2) Avant Le Xix ème Siècle ; Un Fond De Carte Politique

a) La Chine Et Ses Barbares

L’émergence d’un pouvoir hégémonique - la dynastie mandchoue - au nord du grand Himalaya est à rapprocher dans sa temporalité de l’établissement de la suprématie anglaise dans la plaine du Gange. Mais la suprématie chinoise fut, à l’égard de celle de l’empire qui se construisait au sud, fragile et sans cesse forcée de composer avec des voisins difficiles.

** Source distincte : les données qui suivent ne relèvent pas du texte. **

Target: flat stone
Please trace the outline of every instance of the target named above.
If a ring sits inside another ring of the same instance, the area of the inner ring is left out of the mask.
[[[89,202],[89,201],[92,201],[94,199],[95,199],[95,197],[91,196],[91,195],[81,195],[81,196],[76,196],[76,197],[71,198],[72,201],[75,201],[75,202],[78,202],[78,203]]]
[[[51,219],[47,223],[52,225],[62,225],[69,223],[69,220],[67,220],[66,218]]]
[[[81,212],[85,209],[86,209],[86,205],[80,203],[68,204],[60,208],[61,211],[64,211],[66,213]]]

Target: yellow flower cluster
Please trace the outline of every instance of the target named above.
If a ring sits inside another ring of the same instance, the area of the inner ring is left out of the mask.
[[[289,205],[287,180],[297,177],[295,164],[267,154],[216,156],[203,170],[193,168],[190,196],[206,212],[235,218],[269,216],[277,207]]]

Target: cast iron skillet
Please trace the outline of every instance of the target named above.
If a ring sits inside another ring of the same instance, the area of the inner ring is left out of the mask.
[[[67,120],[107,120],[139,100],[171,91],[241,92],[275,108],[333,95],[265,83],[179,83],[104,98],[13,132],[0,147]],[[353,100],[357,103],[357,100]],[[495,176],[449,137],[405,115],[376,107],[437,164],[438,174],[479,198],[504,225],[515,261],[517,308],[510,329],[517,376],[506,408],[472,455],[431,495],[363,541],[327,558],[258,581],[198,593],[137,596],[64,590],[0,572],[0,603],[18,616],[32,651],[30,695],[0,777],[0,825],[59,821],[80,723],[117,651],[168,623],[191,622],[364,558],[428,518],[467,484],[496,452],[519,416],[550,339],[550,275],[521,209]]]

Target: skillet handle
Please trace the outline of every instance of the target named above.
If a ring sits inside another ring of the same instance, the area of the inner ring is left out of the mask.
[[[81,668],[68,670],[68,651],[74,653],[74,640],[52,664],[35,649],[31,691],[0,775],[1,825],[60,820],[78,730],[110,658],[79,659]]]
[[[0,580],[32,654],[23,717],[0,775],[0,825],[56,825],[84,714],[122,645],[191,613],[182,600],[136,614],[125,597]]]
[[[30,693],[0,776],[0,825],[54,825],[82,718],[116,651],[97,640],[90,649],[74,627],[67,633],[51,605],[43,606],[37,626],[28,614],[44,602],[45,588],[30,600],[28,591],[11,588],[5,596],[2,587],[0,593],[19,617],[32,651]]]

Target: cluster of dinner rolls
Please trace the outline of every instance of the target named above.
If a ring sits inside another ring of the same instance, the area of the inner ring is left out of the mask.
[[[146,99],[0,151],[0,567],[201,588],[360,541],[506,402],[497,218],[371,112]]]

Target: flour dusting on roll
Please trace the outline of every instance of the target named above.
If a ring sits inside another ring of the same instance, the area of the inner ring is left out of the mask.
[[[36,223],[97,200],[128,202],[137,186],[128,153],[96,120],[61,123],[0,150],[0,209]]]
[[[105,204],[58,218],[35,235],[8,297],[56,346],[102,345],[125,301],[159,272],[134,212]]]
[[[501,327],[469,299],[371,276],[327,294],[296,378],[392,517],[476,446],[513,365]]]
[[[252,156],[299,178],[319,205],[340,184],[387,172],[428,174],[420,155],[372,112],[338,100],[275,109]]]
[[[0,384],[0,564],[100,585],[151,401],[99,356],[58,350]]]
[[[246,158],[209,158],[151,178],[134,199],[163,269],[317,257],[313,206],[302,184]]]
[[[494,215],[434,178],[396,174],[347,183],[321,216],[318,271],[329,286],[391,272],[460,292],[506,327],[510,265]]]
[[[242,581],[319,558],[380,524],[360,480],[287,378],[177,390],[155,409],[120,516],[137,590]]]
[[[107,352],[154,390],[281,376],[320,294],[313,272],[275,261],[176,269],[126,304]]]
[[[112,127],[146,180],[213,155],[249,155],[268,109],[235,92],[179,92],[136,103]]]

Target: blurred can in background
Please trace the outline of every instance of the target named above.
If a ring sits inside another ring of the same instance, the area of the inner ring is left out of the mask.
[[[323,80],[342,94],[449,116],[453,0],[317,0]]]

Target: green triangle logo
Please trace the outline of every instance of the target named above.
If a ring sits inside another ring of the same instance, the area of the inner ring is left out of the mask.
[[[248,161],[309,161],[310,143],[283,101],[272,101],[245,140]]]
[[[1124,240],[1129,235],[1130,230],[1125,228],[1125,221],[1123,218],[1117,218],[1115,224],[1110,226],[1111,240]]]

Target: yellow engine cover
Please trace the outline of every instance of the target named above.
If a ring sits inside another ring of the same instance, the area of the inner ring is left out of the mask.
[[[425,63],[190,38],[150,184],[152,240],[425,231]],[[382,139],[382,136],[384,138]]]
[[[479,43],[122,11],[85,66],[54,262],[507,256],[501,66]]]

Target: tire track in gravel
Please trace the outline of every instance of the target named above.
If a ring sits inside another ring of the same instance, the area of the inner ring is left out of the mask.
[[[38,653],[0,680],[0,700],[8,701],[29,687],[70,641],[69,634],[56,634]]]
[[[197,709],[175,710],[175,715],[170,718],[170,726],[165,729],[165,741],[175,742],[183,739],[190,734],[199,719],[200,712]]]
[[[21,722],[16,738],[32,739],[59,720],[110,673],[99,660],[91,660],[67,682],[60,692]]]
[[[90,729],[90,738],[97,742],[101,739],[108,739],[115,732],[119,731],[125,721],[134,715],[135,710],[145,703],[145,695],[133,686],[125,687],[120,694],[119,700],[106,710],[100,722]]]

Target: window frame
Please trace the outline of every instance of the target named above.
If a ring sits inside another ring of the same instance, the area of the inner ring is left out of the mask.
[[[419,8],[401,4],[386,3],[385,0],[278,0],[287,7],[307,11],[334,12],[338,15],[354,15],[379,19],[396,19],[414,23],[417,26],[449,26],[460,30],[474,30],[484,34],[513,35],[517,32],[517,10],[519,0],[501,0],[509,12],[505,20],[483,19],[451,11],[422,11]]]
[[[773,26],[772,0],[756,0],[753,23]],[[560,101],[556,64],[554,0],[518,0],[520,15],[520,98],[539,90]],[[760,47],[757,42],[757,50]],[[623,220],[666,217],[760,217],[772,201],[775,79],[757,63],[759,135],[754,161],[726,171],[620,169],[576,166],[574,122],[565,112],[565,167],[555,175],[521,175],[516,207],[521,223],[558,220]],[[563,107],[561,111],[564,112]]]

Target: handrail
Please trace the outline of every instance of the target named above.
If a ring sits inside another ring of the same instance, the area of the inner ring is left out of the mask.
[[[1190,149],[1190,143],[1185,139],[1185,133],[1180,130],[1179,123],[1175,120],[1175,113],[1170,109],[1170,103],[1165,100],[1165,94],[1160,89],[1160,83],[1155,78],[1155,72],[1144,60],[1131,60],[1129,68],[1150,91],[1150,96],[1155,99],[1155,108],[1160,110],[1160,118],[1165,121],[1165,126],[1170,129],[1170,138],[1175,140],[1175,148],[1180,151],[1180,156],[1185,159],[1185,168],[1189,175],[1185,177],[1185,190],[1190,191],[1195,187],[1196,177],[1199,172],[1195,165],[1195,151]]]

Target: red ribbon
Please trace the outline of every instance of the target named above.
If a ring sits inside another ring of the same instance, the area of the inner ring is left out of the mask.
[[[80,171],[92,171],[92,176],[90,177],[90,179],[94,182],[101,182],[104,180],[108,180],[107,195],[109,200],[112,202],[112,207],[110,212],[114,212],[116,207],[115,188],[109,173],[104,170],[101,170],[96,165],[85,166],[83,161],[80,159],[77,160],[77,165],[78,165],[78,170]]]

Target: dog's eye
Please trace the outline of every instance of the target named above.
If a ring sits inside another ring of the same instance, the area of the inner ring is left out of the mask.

Les envahisseurs mandchous mirent fin à la dynastie Ming et inscrivirent leurs premiers actes dans une stratégie expansionniste en instaurant militairement des “protectorats ” : Mongolie en 1694, Tibet et Qinghai en 1724, Xinjiang et Ili en 1757 ; moins pour se prémunir d’une Europe encore absente de la scène centre-asiatique que pour renouer des liens politiques tombés en déshérence sous la dynastie Ming. Les seuls voisins qu’ils avaient étaient au nord et à l’ouest un Islam affaibli par les luttes internes et rongé par une expansion russe qui ne fut menaçante que plus tard : Tachkent ne fut conquise qu’en 1864, Samarkand en 1868, Bokhara en 1869, Khokand en 1876, Merve en 1884, Pendjeh en 1885 et les Pamirs ne furent atteints que vers 1895. Au sud, les Etats indiens divisés étaient ingérés petit à petit par la colonisation anglaise. Dans un contexte historique qui leur fut d’abord favorable, ils reprirent à leur compte les pratiques diplomatiques héritées de la dynastie Ming.

La Chine tissa avec ses voisins des liens complexes de type suzerain/vassal qui purent se résumer, dans les périphéries lointaines, à l’installation chez le vassal d’un “amban ” (équivalent du foreign resident en Inde) et de l’envoi régulier d’une mission d’allégeance à la cour mandchoue, porteuse d’un tribut475. Cette pratique, déjà avérée sous les Han, fut codifiée par les souverains Tang, et dans un premier temps reprise telle quelle par les fondateurs mandchous de la dynastie Qing.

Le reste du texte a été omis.